[View in Colaboratory](https://colab.research.google.com/github/mlindauer/lab_course_add/blob/master/Run_SMAC_HPO_RF.ipynb)

# Using SMAC to optimize hyperparameters of RF

* Installation of SMAC
* Defintion of function to be optimized (RF on Boston Dataset)
* Definition of RF's configspace
* Definition of SMAC's scenario
* Running SMAC

## Installation of SMAC and its dependencies

In [0]:
!apt-get install swig -y
!pip install Cython
!pip install pyrfr==0.8.0 --no-cache --user
# hack to find pyrfr
import sys
sys.path.insert(0,"./.local/lib/python3.6/site-packages")

!pip install git+https://github.com/automl/SMAC3.git@development
  
import logging
logging.basicConfig(level=logging.INFO)

## Optimize RF RMSE performance on Boston Dataset

In [0]:
from sklearn.metrics import make_scorer
from sklearn.cross_validation import cross_val_score
from sklearn.ensemble import RandomForestRegressor
from sklearn.datasets import load_boston
import numpy as np

boston = load_boston()

def rf_from_cfg(cfg, seed):
    """
        Creates a random forest regressor from sklearn and fits the given data on it.
        This is the function-call we try to optimize. Chosen values are stored in
        the configuration (cfg).

        Parameters:
        -----------
        cfg: Configuration
            configuration chosen by smac
        seed: int or RandomState
            used to initialize the rf's random generator

        Returns:
        -----------
        np.mean(rmses): float
            mean of root mean square errors of random-forest test predictions
            per cv-fold
    """
    rfr = RandomForestRegressor(
        n_estimators=cfg["num_trees"],
        criterion=cfg["criterion"],
        min_samples_split=cfg["min_samples_to_split"],
        min_samples_leaf=cfg["min_samples_in_leaf"],
        min_weight_fraction_leaf=cfg["min_weight_frac_leaf"],
        max_features=cfg["max_features"],
        max_leaf_nodes=cfg["max_leaf_nodes"],
        bootstrap=cfg["do_bootstrapping"],
        random_state=seed)

    def rmse(y, y_pred):
        return np.sqrt(np.mean((y_pred - y)**2))
    # Creating root mean square error for sklearns crossvalidation
    rmse_scorer = make_scorer(rmse, greater_is_better=False)
    score = cross_val_score(rfr, boston.data, boston.target, cv=11, scoring=rmse_scorer)
    return -1 * np.mean(score)  # Because cross_validation sign-flips the score

## Define Configuration Space

In [0]:
from smac.configspace import ConfigurationSpace
from ConfigSpace.hyperparameters import CategoricalHyperparameter, \
    UniformFloatHyperparameter, UniformIntegerHyperparameter

cs = ConfigurationSpace()

do_bootstrapping = CategoricalHyperparameter(
    "do_bootstrapping", ["true", "false"], default_value="true")
num_trees = UniformIntegerHyperparameter("num_trees", 10, 50, default_value=10)
max_features = UniformIntegerHyperparameter("max_features", 1, boston.data.shape[1], default_value=1)
min_weight_frac_leaf = UniformFloatHyperparameter("min_weight_frac_leaf", 0.0, 0.5, default_value=0.0)
criterion = CategoricalHyperparameter("criterion", ["mse", "mae"], default_value="mse")
min_samples_to_split = UniformIntegerHyperparameter("min_samples_to_split", 2, 20, default_value=2)
min_samples_in_leaf = UniformIntegerHyperparameter("min_samples_in_leaf", 1, 20, default_value=1)
max_leaf_nodes = UniformIntegerHyperparameter("max_leaf_nodes", 10, 1000, default_value=100)

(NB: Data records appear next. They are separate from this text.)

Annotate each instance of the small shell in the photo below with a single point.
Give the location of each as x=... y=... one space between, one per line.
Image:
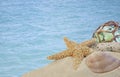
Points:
x=101 y=62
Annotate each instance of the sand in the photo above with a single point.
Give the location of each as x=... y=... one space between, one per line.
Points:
x=64 y=68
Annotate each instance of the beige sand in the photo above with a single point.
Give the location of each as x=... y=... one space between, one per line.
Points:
x=64 y=68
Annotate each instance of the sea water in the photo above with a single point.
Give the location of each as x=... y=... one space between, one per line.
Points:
x=30 y=30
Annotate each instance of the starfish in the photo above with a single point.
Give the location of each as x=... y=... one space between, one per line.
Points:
x=75 y=50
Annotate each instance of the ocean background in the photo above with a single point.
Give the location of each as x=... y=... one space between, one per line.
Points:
x=30 y=30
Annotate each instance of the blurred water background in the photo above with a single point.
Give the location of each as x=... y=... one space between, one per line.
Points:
x=30 y=30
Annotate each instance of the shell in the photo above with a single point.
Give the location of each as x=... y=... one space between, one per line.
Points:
x=101 y=62
x=108 y=32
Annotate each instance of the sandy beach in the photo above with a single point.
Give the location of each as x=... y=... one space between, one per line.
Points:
x=64 y=68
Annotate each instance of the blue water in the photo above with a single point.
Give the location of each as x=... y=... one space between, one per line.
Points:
x=30 y=30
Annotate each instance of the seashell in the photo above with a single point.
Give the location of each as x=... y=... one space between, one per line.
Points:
x=101 y=62
x=109 y=46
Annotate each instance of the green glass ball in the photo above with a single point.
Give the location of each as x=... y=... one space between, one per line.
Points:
x=108 y=32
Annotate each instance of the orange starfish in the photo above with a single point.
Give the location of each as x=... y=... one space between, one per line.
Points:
x=77 y=51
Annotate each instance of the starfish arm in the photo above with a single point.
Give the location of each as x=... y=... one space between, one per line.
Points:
x=60 y=55
x=69 y=44
x=89 y=43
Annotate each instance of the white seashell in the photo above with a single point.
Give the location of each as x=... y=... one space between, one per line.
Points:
x=101 y=62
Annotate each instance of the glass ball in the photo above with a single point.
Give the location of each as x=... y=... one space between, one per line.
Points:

cs.add_hyperparameters([do_bootstrapping,
                        num_trees, min_weight_frac_leaf, 
                        criterion, max_features, min_samples_to_split, 
                        min_samples_in_leaf, max_leaf_nodes])

print(cs)



## Define Scenario

In [0]:
from smac.scenario.scenario import Scenario

scenario = Scenario({"run_obj": "quality",   # we optimize quality (alternative runtime)
                      "wallclock_limit": 60, # time for running SMAC
                     "cs": cs,               # configuration space
                     "deterministic": "true",
                     "memory_limit": 3072,   # adapt this to reasonable value for your hardware
                     "output_dir": ""        # deactivate output directory
                     })

## Run SMAC

In [0]:
from smac.facade.smac_facade import SMAC

smac = SMAC(scenario=scenario, rng=np.random.RandomState(42),
            tae_runner=rf_from_cfg)

incumbent = smac.optimize()